Lantas, kenapa karya-karya ulama itu tidak boleh dibaca bahkan dipegang oleh orang lain?
Menurut istri Abu, atau akrab dipanggil oleh masyarakat sekitar sebagai Umi ini, hal ini sudah menjadi wasiat dari mendiang Abu Tanoh Abee. Bahkan, ada kitab-kitab yang berada satu lemari di dalam perpustakaan itu yang tidak boleh dirawat atau dibersihkan oleh keluarga beliau.
Menurut istri Abu, atau akrab dipanggil oleh masyarakat sekitar sebagai Umi ini, hal ini sudah menjadi wasiat dari mendiang Abu Tanoh Abee. Bahkan, ada kitab-kitab yang berada satu lemari di dalam perpustakaan itu yang tidak boleh dirawat atau dibersihkan oleh keluarga beliau.
“Pernah suatu hari, datang seorang peneliti asing ke rumah. Peneliti tersebut ingin melihat sendiri kitab-kitab berbahasa Arab yang menjadi koleksi Teungku Chik Tanoh Abee tersebut. Namun, setelah selesai membaca salah satu kitab tersebut, si peneliti tersebut terheran-heran dengan isi kitab tersebut, yang diluar batas ilmunya. Peneliti itupun akhirnya kagum terhadap kitab tersebut,” jelas Umi panjang lebar dengan logat melayunya yang khas.

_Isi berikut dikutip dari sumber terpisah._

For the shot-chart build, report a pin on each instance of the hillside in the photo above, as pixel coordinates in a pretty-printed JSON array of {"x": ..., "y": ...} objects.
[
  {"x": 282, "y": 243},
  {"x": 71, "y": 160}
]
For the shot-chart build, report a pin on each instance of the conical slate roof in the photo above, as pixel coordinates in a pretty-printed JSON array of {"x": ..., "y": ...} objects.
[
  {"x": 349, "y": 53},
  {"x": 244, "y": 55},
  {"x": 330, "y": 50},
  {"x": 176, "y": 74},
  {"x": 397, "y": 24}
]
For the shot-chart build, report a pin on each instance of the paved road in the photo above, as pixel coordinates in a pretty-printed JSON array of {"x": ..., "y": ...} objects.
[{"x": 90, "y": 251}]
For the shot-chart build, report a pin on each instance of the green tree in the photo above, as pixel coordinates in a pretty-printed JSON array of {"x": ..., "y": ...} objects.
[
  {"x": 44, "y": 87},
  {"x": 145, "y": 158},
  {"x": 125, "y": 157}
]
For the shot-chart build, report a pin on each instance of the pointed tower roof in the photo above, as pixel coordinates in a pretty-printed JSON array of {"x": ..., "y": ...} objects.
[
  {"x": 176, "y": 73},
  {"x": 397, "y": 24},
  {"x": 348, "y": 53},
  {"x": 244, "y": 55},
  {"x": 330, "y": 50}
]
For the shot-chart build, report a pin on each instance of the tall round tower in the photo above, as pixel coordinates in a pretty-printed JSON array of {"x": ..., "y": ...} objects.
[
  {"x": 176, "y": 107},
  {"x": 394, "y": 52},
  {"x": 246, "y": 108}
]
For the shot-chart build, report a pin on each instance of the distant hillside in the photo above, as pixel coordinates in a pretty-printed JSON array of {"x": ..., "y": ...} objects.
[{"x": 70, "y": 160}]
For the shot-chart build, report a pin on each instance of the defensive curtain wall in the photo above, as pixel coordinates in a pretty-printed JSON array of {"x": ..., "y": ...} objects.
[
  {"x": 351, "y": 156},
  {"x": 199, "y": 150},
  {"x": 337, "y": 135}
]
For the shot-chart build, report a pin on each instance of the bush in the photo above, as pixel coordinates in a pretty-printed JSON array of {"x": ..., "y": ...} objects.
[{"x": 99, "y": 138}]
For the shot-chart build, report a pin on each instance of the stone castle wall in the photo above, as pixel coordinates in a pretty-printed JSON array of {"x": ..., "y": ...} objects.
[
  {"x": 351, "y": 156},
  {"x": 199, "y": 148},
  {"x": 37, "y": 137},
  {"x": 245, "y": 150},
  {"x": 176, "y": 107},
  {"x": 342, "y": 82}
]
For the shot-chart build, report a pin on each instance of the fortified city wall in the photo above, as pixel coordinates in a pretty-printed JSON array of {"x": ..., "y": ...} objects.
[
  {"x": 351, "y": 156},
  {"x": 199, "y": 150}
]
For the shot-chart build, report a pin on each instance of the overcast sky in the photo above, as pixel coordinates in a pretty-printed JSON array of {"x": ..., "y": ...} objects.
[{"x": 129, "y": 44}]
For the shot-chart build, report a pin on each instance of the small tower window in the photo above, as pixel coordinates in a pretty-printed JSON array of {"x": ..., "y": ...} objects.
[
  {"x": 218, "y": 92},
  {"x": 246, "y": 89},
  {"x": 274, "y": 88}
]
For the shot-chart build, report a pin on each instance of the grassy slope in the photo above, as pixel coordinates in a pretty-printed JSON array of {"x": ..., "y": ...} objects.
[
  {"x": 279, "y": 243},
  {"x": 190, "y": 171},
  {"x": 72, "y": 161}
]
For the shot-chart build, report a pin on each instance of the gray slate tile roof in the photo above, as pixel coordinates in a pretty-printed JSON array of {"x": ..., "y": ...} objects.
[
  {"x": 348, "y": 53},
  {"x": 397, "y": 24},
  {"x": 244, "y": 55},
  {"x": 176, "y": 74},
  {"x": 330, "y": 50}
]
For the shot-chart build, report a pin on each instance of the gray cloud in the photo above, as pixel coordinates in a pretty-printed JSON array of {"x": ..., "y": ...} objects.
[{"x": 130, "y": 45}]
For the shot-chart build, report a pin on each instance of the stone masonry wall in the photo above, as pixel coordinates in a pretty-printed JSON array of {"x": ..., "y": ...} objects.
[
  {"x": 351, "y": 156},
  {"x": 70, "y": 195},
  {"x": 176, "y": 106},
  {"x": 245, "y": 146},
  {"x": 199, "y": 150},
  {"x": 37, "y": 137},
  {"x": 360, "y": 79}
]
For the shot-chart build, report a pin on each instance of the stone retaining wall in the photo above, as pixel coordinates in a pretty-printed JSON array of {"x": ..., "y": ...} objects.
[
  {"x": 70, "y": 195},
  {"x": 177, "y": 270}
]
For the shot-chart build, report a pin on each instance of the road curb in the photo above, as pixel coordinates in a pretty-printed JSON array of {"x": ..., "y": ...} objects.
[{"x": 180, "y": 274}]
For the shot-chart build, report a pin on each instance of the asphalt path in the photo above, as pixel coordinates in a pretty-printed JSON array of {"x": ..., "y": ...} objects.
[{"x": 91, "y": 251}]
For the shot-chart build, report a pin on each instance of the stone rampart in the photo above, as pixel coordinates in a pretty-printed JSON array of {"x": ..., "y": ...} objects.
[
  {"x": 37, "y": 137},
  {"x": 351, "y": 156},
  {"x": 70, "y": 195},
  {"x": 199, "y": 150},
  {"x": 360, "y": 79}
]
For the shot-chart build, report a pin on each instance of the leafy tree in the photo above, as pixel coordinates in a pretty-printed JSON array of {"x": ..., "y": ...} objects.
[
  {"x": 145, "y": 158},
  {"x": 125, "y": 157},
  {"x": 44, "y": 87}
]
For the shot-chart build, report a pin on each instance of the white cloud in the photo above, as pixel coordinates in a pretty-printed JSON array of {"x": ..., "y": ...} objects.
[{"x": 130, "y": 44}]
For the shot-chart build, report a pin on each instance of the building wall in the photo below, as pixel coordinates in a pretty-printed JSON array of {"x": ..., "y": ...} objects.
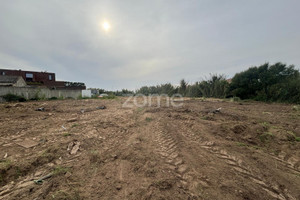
[
  {"x": 20, "y": 83},
  {"x": 86, "y": 93},
  {"x": 29, "y": 92},
  {"x": 37, "y": 76}
]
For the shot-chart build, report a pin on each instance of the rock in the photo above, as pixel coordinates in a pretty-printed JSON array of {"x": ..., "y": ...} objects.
[{"x": 27, "y": 143}]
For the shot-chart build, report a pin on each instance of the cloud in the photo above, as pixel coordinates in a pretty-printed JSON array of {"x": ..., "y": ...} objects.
[{"x": 150, "y": 42}]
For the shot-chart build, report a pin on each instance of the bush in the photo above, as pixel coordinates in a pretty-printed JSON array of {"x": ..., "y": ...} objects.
[{"x": 12, "y": 97}]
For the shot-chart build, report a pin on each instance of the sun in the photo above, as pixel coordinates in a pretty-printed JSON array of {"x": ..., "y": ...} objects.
[{"x": 106, "y": 26}]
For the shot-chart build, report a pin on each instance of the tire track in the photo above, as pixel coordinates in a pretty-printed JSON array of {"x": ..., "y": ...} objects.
[{"x": 239, "y": 166}]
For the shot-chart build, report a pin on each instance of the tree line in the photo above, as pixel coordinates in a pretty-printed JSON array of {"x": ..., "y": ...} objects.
[{"x": 277, "y": 83}]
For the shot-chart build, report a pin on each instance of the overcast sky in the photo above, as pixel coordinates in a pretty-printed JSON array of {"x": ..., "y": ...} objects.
[{"x": 149, "y": 42}]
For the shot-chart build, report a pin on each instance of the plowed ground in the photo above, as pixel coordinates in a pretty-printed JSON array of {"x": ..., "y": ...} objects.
[{"x": 249, "y": 150}]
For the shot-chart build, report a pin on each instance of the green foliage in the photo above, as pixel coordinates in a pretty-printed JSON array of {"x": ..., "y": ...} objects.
[
  {"x": 59, "y": 170},
  {"x": 53, "y": 98},
  {"x": 266, "y": 136},
  {"x": 277, "y": 82},
  {"x": 216, "y": 86},
  {"x": 12, "y": 97},
  {"x": 149, "y": 119},
  {"x": 183, "y": 87}
]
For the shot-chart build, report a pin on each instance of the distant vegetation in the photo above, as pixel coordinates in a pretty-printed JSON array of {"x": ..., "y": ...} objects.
[{"x": 271, "y": 83}]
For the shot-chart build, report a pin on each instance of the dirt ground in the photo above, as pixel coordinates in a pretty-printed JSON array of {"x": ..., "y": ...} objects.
[{"x": 248, "y": 150}]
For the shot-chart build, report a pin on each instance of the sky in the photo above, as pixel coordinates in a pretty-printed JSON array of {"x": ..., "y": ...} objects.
[{"x": 149, "y": 41}]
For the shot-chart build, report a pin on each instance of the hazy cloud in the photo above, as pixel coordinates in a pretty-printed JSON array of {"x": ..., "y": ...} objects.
[{"x": 149, "y": 42}]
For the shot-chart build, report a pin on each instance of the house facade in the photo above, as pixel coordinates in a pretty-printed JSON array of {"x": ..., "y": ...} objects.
[{"x": 42, "y": 79}]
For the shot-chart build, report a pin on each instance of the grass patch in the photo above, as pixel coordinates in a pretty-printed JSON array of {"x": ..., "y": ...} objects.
[
  {"x": 59, "y": 170},
  {"x": 5, "y": 164},
  {"x": 12, "y": 98},
  {"x": 148, "y": 119},
  {"x": 241, "y": 144},
  {"x": 74, "y": 125},
  {"x": 266, "y": 136},
  {"x": 266, "y": 125},
  {"x": 67, "y": 134},
  {"x": 296, "y": 108},
  {"x": 292, "y": 137},
  {"x": 95, "y": 156},
  {"x": 235, "y": 99}
]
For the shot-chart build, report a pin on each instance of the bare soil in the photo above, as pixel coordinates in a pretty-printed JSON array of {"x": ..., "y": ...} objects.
[{"x": 248, "y": 150}]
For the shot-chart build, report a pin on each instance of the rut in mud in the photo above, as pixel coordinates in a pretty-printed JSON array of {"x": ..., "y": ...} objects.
[{"x": 248, "y": 150}]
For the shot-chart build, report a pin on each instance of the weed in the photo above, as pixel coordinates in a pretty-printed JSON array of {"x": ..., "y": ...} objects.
[
  {"x": 149, "y": 119},
  {"x": 292, "y": 137},
  {"x": 94, "y": 156},
  {"x": 266, "y": 125},
  {"x": 296, "y": 108},
  {"x": 235, "y": 99},
  {"x": 74, "y": 125},
  {"x": 240, "y": 144},
  {"x": 205, "y": 117},
  {"x": 64, "y": 195},
  {"x": 59, "y": 170},
  {"x": 67, "y": 134},
  {"x": 12, "y": 97},
  {"x": 266, "y": 136},
  {"x": 5, "y": 164},
  {"x": 53, "y": 98}
]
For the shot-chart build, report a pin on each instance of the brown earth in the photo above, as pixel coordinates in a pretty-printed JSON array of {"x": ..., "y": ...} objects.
[{"x": 248, "y": 150}]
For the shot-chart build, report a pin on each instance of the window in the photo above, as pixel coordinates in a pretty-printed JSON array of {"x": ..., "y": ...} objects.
[{"x": 29, "y": 77}]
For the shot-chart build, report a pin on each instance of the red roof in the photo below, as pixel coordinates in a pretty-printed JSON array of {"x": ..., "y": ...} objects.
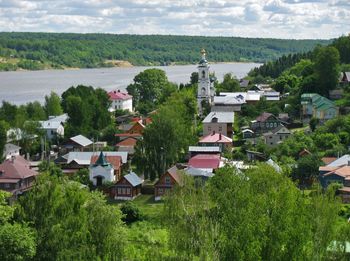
[
  {"x": 215, "y": 138},
  {"x": 118, "y": 95},
  {"x": 129, "y": 142},
  {"x": 205, "y": 161},
  {"x": 18, "y": 168},
  {"x": 116, "y": 161},
  {"x": 264, "y": 116}
]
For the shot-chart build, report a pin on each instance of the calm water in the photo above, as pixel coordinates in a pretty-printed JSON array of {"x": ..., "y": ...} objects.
[{"x": 24, "y": 86}]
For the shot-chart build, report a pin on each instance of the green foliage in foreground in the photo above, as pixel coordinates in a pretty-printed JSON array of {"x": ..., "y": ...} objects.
[
  {"x": 258, "y": 215},
  {"x": 72, "y": 223},
  {"x": 57, "y": 50}
]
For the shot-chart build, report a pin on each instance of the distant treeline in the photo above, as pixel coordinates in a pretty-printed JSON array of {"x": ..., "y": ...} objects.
[{"x": 56, "y": 50}]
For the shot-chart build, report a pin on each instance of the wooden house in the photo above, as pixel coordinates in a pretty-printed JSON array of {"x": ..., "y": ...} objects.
[
  {"x": 167, "y": 182},
  {"x": 128, "y": 187}
]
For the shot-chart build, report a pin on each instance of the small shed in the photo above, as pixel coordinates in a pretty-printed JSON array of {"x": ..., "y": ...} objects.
[{"x": 128, "y": 187}]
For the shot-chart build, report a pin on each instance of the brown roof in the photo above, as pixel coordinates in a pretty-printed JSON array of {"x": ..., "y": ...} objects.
[
  {"x": 116, "y": 161},
  {"x": 129, "y": 142},
  {"x": 16, "y": 168},
  {"x": 342, "y": 171},
  {"x": 173, "y": 172},
  {"x": 327, "y": 160}
]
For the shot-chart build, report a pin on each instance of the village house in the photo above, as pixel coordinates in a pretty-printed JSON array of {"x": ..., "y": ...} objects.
[
  {"x": 120, "y": 101},
  {"x": 345, "y": 78},
  {"x": 78, "y": 143},
  {"x": 16, "y": 176},
  {"x": 11, "y": 150},
  {"x": 75, "y": 160},
  {"x": 54, "y": 126},
  {"x": 104, "y": 169},
  {"x": 265, "y": 122},
  {"x": 194, "y": 150},
  {"x": 128, "y": 187},
  {"x": 276, "y": 136},
  {"x": 167, "y": 182},
  {"x": 207, "y": 162},
  {"x": 218, "y": 122},
  {"x": 317, "y": 106},
  {"x": 217, "y": 140}
]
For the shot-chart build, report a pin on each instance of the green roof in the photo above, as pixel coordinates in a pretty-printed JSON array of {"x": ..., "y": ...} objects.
[{"x": 101, "y": 161}]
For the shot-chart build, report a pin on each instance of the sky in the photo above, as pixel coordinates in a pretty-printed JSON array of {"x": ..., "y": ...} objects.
[{"x": 289, "y": 19}]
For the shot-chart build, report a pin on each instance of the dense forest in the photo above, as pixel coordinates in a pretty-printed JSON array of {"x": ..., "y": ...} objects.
[{"x": 35, "y": 51}]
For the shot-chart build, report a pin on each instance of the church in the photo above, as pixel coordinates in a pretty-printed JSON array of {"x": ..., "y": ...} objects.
[{"x": 206, "y": 91}]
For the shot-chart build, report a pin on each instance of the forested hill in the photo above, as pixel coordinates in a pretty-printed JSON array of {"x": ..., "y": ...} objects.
[{"x": 59, "y": 50}]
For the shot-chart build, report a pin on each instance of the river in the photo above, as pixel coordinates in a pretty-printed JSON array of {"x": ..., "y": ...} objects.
[{"x": 20, "y": 87}]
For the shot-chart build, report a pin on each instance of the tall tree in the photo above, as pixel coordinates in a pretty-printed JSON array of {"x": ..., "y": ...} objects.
[
  {"x": 53, "y": 104},
  {"x": 149, "y": 88},
  {"x": 71, "y": 222},
  {"x": 3, "y": 138},
  {"x": 326, "y": 68},
  {"x": 17, "y": 239}
]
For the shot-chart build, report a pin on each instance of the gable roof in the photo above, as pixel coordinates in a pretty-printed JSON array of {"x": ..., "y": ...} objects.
[
  {"x": 215, "y": 138},
  {"x": 204, "y": 149},
  {"x": 191, "y": 171},
  {"x": 221, "y": 117},
  {"x": 173, "y": 172},
  {"x": 128, "y": 142},
  {"x": 118, "y": 95},
  {"x": 48, "y": 125},
  {"x": 205, "y": 161},
  {"x": 340, "y": 162},
  {"x": 84, "y": 158},
  {"x": 264, "y": 116},
  {"x": 81, "y": 140},
  {"x": 16, "y": 168},
  {"x": 341, "y": 171},
  {"x": 133, "y": 179},
  {"x": 10, "y": 148}
]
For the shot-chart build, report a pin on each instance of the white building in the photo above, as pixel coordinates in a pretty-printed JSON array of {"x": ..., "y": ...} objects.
[
  {"x": 101, "y": 171},
  {"x": 120, "y": 101},
  {"x": 206, "y": 91},
  {"x": 54, "y": 126}
]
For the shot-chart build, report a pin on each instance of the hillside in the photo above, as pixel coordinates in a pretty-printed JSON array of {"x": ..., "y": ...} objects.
[{"x": 35, "y": 51}]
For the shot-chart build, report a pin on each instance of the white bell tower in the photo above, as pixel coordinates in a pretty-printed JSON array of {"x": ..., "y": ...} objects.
[{"x": 205, "y": 91}]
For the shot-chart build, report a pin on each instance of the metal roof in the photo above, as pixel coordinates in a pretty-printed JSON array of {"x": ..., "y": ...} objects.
[
  {"x": 222, "y": 117},
  {"x": 83, "y": 158},
  {"x": 340, "y": 162},
  {"x": 204, "y": 149},
  {"x": 81, "y": 140},
  {"x": 198, "y": 172},
  {"x": 133, "y": 179}
]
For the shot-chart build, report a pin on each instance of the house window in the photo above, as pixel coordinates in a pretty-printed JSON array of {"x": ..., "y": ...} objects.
[{"x": 167, "y": 180}]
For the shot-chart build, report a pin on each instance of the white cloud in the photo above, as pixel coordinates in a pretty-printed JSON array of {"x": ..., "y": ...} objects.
[{"x": 248, "y": 18}]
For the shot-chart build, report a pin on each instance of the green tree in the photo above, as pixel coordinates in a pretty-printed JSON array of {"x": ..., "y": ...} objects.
[
  {"x": 147, "y": 89},
  {"x": 326, "y": 69},
  {"x": 71, "y": 222},
  {"x": 53, "y": 104},
  {"x": 3, "y": 138},
  {"x": 17, "y": 239}
]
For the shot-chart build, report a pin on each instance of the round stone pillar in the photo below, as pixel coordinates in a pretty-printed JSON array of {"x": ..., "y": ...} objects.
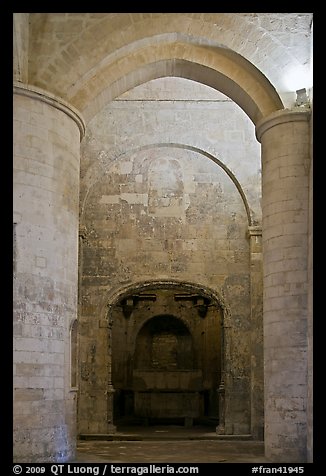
[
  {"x": 47, "y": 134},
  {"x": 284, "y": 137}
]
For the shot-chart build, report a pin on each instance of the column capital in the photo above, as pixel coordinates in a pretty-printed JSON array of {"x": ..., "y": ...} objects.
[
  {"x": 55, "y": 101},
  {"x": 281, "y": 117}
]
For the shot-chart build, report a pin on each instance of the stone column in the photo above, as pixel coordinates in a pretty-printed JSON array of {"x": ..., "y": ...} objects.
[
  {"x": 110, "y": 389},
  {"x": 220, "y": 429},
  {"x": 47, "y": 134},
  {"x": 257, "y": 347},
  {"x": 284, "y": 137}
]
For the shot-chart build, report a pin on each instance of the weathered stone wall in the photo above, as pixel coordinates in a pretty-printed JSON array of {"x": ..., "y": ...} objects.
[
  {"x": 187, "y": 339},
  {"x": 46, "y": 176},
  {"x": 155, "y": 205}
]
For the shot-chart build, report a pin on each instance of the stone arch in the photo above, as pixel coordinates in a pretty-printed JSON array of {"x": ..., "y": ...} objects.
[
  {"x": 217, "y": 67},
  {"x": 98, "y": 173},
  {"x": 140, "y": 372},
  {"x": 116, "y": 295}
]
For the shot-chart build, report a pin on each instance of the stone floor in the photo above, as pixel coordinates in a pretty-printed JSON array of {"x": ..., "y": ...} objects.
[{"x": 168, "y": 444}]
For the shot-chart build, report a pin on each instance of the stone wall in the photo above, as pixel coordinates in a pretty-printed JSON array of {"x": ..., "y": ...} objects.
[{"x": 168, "y": 190}]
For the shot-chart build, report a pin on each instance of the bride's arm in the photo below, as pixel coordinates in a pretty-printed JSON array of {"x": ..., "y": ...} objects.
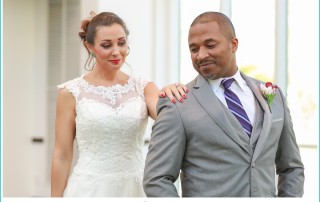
[
  {"x": 173, "y": 92},
  {"x": 63, "y": 149}
]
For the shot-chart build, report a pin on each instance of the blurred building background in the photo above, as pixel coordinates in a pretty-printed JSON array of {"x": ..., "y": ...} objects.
[{"x": 278, "y": 42}]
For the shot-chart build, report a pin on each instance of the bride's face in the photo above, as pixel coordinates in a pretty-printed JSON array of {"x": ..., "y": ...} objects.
[{"x": 110, "y": 46}]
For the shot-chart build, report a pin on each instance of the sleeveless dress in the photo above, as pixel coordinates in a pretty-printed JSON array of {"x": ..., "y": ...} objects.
[{"x": 110, "y": 126}]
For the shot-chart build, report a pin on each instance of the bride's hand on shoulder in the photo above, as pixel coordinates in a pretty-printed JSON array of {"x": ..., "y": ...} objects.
[{"x": 175, "y": 92}]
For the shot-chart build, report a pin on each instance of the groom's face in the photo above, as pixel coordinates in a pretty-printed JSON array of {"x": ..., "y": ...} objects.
[{"x": 212, "y": 53}]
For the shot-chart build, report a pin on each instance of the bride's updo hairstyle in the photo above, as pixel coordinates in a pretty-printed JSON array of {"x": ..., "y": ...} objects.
[{"x": 89, "y": 28}]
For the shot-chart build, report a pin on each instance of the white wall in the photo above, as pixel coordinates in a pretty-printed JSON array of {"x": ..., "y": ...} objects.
[{"x": 24, "y": 97}]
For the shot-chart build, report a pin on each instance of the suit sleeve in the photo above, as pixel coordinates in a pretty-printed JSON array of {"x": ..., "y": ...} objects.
[
  {"x": 166, "y": 151},
  {"x": 288, "y": 161}
]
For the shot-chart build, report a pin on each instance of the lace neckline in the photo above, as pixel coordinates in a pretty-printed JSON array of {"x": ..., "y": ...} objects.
[{"x": 112, "y": 87}]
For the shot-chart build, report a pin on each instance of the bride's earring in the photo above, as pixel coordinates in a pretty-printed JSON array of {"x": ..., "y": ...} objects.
[{"x": 91, "y": 61}]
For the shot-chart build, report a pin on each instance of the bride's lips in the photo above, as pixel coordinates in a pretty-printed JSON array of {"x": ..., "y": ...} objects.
[{"x": 115, "y": 61}]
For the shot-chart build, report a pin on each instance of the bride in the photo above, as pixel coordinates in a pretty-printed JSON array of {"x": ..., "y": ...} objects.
[{"x": 106, "y": 111}]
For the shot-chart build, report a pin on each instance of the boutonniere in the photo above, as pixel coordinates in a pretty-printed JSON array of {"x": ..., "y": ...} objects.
[{"x": 268, "y": 91}]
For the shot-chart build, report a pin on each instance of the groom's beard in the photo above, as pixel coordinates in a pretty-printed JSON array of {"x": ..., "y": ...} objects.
[{"x": 210, "y": 76}]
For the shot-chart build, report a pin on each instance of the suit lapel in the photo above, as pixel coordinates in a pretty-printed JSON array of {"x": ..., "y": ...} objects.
[
  {"x": 212, "y": 105},
  {"x": 267, "y": 117}
]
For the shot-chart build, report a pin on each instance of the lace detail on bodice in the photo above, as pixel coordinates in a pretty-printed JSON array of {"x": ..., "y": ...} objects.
[{"x": 110, "y": 126}]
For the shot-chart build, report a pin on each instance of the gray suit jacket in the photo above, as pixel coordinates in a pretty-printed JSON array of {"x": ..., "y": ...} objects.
[{"x": 202, "y": 141}]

Saat ini kitab-kitab ini sudah ditangani oleh pihak PKPM dan sebuah lembaga yang berada di Jepang. Oleh pihak Jepang, demi menjaga manuskrip-manuskrip kuno ini, kitab-kitab tersebut dibawa ke Jepang untuk disalin dan dicetak kembali tanpa mengubah isi untuk menjaga dari termakan oleh usia dan rayap.
Seperti dikatakan oleh Umi, di Zauyah ini banyak terdapat karya-karya ulama-ulama Ahlussunnah Wal Jamaah. Karya-karya klasik yang tersimpan disini antara lain milik Hamzah al-Fansuri, Syamsuddin as-Sumatrani, Nurruddin ar-Raniry, Abdurrauf As-Singkili (Teungku Syiah Kuala), Al-Ghazali dan lain sebagainya.